Add to this, of course, the American combox fanatics who don't make Papa Bear's burden any easier by keeping the daily vapidness going that their dream candidate going into the Conclave hasn't yet excommunicated all but six of the most "orthodox, authentic, faithful, Magisterial" bishop-bashers, and it really isn't pretty. And it's just terribly, terribly sad.

It just -- it's so unfair. OK? All of it. It really is.

Unless someone steps into the man's shoes but for a day (try it, you'll probably go nuts) and comes out doing a better job trying to juggle the 19,000 aspects of life that form the warp and woof of being stuck with the world's toughest office, no one's in any position to criticize what he can and cannot do. Period. Just thank God that he's there and a lesser man isn't, and that the man we've got is doing the best he can -- and doing quite well at it, thank you very much.

Yes, it would be so wonderful if a Pope could be all things to all people. However, no Pope -- repeat, NO POPE -- can. Let's not forget that grace only builds on nature, cari fratelli e sorelle, and for all of the support of prayer and love which comes from the masses who flock to see him, the Pope is still but a man. He gets tired, he gets hungry, he gets sick, he gets... well... all of the things that you and I do. And while we may all have two, or three, or a hundred or more people who rely on us in a particular way, this guy literally has the weight of the world on his shoulders. For the love of God, cut the poor man some slack, please.

At base, it all seems to be an unfair stacking-up against the previous Pontiff. John Paul, of course, was the Action Pope -- running, jumping, climbing on stages, coming out of eskimo teepees, etc. But this Pope wasn't elected to be John Paul, he was elected to be himself, to bring his own gifts to the chair of Peter. And any successor who even tried to ape the latter John Paul probably would've ended up more like the first Pope of that name by now.

I'm only saying the truth.

And not for nothing did Benedict tell the people who worked on his apartment two days before Christmas that their dedication encouraged him further "to give on my own part, in this late hour of my life, the greatest amount I can possibly give."

The piece ends with the analysis of the revered Vaticanista Giancarlo Zizola, who crossed our radar a bit back with some incendiary charges against the former regime. Praising Benedict's "quasi-monastic modesty," Ingrao says that Zizola deems the new style more attractive to progressive Catholics than John Paul's "papalized triumphalism."

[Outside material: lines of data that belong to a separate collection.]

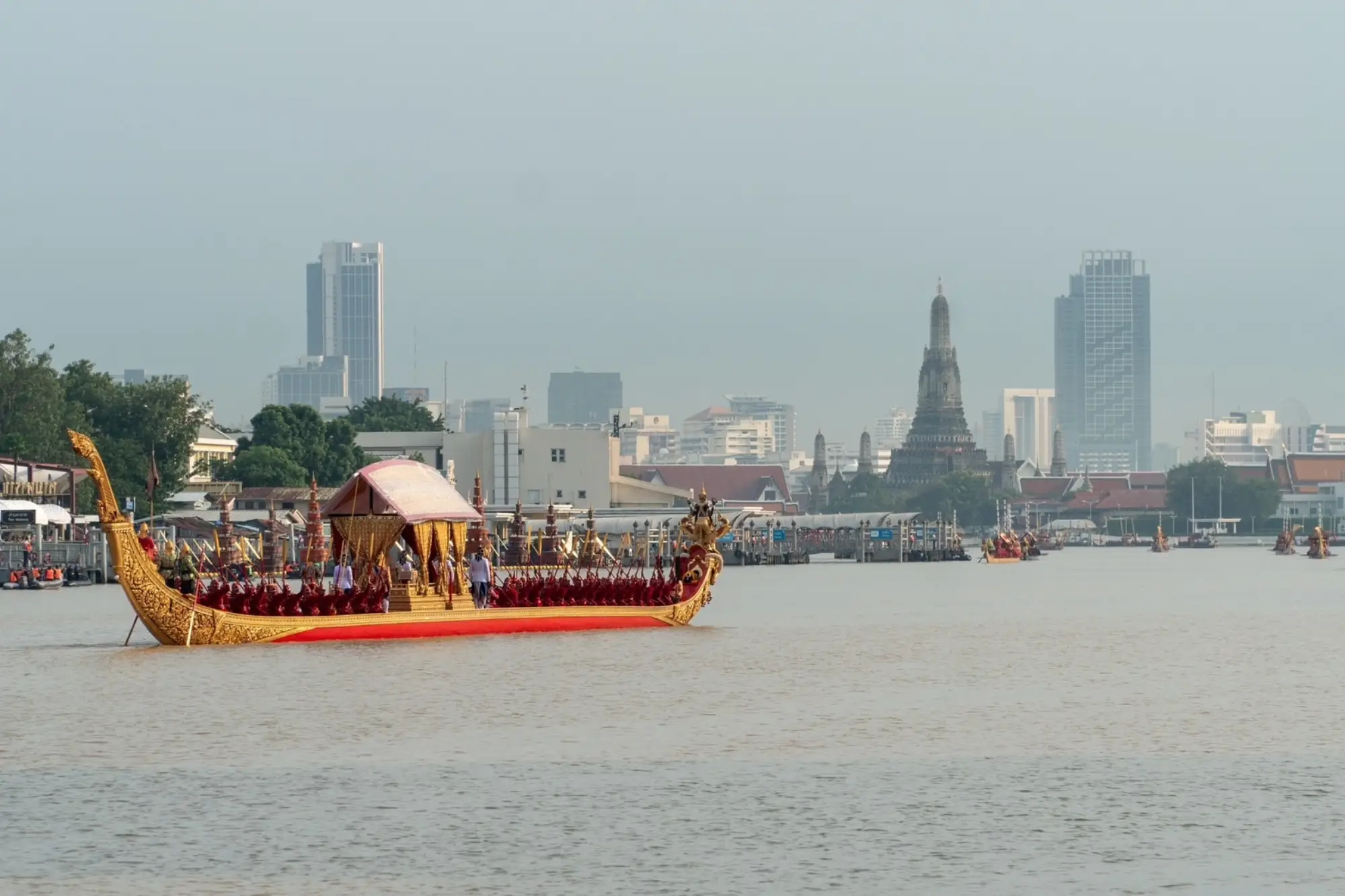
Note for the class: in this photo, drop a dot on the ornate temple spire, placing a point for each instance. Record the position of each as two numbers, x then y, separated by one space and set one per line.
939 439
1058 454
820 455
866 454
941 323
549 537
477 538
315 542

Quoting Vittorio Messori, with whom the Pope collaborated on the book which became The Ratzinger Report, Ingrao closes by saying that "'In the life of the Church, there's always a need to subtract rather than to add, so as to keep focus on the essentials': this is the Ratzinger philosophy.

"But it's no easy task."

Sure ain't.

You keep on keepin' on, Papa Bear. Don't let 'em get to ya.